A lot of "Aha" programming challenges either test for the ability to recognize these isomorphisms (or more likely, they are culturally biased towards people with a lot of social exposure to older programmers).

I suspect this kind of thing might be a test for a specific kind of intelligence. I do believe--in general--that all other things being equal, the smarter programmer is the best hire.

But gosh, I admit to fearing this kind of actual code in production. It looks like exactly the kind of thing that breaks--possibly in subtle ways--when one of the underlying assumptions turns out to be false or is changed.

Of course, changing assumptions are never part of the tests, so it might be "fair dinkum." So the follow-up question probably ought to be, "when would you actually use this device?"

mercurio · on Sept 1, 2008

Wait... don't the two solutions have the same time complexity?

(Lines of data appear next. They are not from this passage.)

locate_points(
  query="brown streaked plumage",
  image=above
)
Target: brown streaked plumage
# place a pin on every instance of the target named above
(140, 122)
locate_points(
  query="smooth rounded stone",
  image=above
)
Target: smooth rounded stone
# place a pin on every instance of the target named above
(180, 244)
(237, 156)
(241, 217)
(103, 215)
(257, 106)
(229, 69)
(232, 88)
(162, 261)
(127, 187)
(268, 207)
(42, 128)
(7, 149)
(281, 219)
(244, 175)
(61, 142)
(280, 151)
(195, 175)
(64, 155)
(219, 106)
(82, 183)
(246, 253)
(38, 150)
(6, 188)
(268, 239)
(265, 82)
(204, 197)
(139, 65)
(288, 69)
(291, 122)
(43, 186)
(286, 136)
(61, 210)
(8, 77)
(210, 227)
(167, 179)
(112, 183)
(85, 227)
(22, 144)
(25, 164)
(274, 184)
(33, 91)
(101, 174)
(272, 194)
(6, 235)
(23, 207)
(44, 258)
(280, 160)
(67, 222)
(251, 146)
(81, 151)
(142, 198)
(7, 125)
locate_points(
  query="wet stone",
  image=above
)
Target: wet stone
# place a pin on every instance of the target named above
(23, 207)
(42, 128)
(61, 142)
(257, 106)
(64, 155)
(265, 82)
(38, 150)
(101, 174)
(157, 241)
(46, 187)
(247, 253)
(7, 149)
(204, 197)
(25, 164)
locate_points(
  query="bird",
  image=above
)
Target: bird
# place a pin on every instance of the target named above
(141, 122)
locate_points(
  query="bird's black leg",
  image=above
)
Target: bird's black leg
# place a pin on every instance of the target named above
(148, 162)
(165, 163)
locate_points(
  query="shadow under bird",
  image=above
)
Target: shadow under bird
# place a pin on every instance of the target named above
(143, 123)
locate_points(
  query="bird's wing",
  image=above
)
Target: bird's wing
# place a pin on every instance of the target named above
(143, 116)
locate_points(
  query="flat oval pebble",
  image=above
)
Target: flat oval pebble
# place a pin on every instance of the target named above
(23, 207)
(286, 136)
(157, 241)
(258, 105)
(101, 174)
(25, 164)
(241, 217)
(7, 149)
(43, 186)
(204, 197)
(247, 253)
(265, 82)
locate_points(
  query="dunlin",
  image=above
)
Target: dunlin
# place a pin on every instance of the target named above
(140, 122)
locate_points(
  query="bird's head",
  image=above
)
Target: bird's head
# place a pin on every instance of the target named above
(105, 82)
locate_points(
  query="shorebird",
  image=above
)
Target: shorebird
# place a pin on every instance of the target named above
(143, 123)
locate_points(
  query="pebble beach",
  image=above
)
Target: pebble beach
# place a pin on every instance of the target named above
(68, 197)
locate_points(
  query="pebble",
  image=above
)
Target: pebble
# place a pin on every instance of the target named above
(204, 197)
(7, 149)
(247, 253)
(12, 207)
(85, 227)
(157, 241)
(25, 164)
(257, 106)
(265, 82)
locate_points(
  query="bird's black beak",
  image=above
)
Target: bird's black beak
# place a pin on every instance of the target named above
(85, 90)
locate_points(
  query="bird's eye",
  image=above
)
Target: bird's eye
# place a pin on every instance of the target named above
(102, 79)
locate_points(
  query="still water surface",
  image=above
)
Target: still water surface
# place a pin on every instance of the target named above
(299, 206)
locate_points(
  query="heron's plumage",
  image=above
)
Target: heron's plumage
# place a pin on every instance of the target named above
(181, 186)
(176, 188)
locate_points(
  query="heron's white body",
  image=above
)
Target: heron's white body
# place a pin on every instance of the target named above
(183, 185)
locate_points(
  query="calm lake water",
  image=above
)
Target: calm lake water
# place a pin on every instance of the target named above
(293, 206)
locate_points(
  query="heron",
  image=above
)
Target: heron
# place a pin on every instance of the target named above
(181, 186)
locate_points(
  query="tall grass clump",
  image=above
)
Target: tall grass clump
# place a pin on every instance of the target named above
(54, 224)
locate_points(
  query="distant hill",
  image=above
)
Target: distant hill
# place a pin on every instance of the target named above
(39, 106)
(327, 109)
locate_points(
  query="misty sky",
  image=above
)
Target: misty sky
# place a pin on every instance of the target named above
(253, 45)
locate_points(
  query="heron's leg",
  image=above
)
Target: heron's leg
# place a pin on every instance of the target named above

The bitwise XOR approach should depend on the maximum size of the numbers (say k) along with the length of the array (say n) as O(nk), and just using radix sort on the array will take time O(nk) too.

If you assume that bitwise XOR is constant time, that implies that the numbers in the array are bounded by a constant, and therefore Radix sort can sort the array in O(c.n) = O(n). In either case, they have the same running time.

ntoshev · on Sept 1, 2008

Good point, but no - XOR is clearly better. It is simpler and its constant factor is less than the constant of a Radix sort.

philf · on Sept 1, 2008

I wouldn't even start picking on the answers but I don't think that there are a lot of quality questions on stackoverflow. I quickly browsed through the ruby section and it was mostly questions that could be answered by googling or reading the documentation.

Maybe this will change after the beta is over..

petercooper · on Sept 1, 2008

To this guy's point.. yes, the blind can be leading the blind, but any answer is better than no answer.

Agathos · on Sept 1, 2008

Here's an answer that's worse than no answer (a classic):

http://groups.google.com/group/comp.lang.lisp/msg/4c95766a8b...

michael_dorfman · on Sept 1, 2008

Not when the answer is seductively wrong. "No answer" means "keep on looking".

baha_man · on Sept 1, 2008

I think the site is supposed to be for very specific technical questions, in which case there is less likely to be a 'seductively wrong' answer. Unfortunately most of the questions don't fall into this category, and either can't be answered objectively or leave more scope for 'bad' answers.